These poets are not referencing dysfluent speech in the same way I do. Rather, they use ‘stutter’ to convey information about a character. Metaphors rely on a shared understanding of a concept, and the lines quoted above only make sense within this context. When a fluent poet says stutter they are referencing the collective understanding that stuttering is indicative of anxiety, dishonesty, incapacity, or inferiority. These analogies persist because stereotypes about dysfluency are so widely shared and firmly held. The writer uses stutter as a metaphor because they know it will concisely and illustratively communicate their intended concept.

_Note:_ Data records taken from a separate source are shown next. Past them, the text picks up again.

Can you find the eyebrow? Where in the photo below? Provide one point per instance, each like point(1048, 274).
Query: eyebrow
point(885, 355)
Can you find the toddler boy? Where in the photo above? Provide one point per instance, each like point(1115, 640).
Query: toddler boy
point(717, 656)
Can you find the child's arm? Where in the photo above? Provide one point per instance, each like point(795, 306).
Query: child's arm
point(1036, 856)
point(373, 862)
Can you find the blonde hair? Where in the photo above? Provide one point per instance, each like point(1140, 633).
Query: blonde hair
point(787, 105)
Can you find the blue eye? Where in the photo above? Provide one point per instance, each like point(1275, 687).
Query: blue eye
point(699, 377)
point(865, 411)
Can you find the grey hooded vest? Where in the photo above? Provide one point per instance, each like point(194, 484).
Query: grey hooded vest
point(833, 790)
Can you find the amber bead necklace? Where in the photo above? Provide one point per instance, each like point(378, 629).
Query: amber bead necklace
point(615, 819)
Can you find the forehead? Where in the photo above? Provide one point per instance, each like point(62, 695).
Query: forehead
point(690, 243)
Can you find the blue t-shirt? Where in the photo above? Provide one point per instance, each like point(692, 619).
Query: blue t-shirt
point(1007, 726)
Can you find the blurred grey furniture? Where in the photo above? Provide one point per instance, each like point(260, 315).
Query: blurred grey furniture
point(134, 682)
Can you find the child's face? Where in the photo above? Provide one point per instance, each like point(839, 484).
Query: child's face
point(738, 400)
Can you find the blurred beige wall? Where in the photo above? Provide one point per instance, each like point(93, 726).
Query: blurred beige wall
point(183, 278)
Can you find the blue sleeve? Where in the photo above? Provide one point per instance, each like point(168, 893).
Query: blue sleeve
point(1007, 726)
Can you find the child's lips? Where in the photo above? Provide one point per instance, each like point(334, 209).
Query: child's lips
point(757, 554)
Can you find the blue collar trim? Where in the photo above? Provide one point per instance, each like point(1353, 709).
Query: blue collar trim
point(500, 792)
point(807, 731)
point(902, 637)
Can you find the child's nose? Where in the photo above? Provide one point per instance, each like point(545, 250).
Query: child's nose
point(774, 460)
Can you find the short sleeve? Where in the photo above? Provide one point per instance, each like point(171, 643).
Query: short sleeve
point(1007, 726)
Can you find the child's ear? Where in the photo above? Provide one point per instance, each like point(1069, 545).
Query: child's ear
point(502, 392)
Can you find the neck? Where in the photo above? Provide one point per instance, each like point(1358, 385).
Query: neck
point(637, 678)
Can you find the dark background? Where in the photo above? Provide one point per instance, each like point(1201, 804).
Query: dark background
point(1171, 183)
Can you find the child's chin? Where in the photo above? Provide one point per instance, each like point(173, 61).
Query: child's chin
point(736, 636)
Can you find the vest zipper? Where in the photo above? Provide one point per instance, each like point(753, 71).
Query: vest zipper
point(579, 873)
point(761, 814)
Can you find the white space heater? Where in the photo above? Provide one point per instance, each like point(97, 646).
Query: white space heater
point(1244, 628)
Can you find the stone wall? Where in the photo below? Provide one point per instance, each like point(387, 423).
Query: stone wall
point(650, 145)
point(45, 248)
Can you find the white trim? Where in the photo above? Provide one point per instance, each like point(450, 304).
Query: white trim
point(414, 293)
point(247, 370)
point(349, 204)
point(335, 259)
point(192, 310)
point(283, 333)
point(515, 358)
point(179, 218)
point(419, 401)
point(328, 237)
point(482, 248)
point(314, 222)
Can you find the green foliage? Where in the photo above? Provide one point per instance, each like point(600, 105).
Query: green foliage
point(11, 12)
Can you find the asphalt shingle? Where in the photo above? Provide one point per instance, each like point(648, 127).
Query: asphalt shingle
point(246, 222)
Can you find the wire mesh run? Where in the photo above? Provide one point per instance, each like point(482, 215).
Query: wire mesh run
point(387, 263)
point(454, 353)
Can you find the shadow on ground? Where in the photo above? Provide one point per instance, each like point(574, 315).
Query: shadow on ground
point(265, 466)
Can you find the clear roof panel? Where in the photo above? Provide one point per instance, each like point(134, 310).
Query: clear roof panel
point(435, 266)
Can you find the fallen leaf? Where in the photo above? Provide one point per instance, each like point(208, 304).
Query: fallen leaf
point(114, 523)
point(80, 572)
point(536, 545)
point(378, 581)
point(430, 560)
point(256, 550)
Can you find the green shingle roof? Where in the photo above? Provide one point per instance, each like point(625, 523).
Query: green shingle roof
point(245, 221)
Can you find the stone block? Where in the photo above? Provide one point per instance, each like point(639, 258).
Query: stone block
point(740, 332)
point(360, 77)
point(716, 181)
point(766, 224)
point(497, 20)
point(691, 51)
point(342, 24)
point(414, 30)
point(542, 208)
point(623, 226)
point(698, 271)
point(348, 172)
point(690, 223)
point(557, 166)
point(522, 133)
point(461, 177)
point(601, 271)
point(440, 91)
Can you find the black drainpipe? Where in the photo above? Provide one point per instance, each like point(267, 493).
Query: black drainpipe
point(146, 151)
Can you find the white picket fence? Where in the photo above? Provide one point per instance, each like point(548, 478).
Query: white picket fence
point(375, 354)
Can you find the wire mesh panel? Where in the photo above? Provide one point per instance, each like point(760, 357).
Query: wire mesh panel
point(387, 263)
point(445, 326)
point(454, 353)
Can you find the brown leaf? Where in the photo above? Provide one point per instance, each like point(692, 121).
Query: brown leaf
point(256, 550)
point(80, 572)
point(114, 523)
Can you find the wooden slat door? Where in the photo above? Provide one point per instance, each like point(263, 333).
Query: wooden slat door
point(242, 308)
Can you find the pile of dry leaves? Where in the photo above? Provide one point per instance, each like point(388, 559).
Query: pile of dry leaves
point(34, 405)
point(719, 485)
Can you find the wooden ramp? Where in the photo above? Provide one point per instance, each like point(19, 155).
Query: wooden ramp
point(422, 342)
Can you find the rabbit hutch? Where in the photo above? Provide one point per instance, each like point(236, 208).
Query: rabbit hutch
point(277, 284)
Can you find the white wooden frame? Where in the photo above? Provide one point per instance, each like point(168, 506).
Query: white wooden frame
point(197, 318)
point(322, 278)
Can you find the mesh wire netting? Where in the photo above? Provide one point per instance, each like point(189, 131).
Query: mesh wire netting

This is not limited to dysfluency; other disabled voices and bodies are common objects in writing. Almost every abled writer I know has at some point appropriated the language of disability in their work, referring to surprise as paralyzing, fear as crippling, or blindness as ignorant, or comparing capitalism to cancer. Employing references to disability as metaphor relies on a collective understanding that disabled bodies are broken, inferior, less valuable, and that they appropriate for use as objects of comparison.
It is important to note that the appropriation of disability occurs by abled writers, who are positively sanctioned for objectifying disabled voices. Disabled speakers writing about themselves and their experiences are less-positively sanctioned. A cliché phrase in poetry slam when facing a particularly challenging competition is “do your cancer poem!”, meaning pull out your best work. Almost never is this a poet who has cancer, but instead a poem about someone else who has died of cancer. This type of cancer poem typically scores very well.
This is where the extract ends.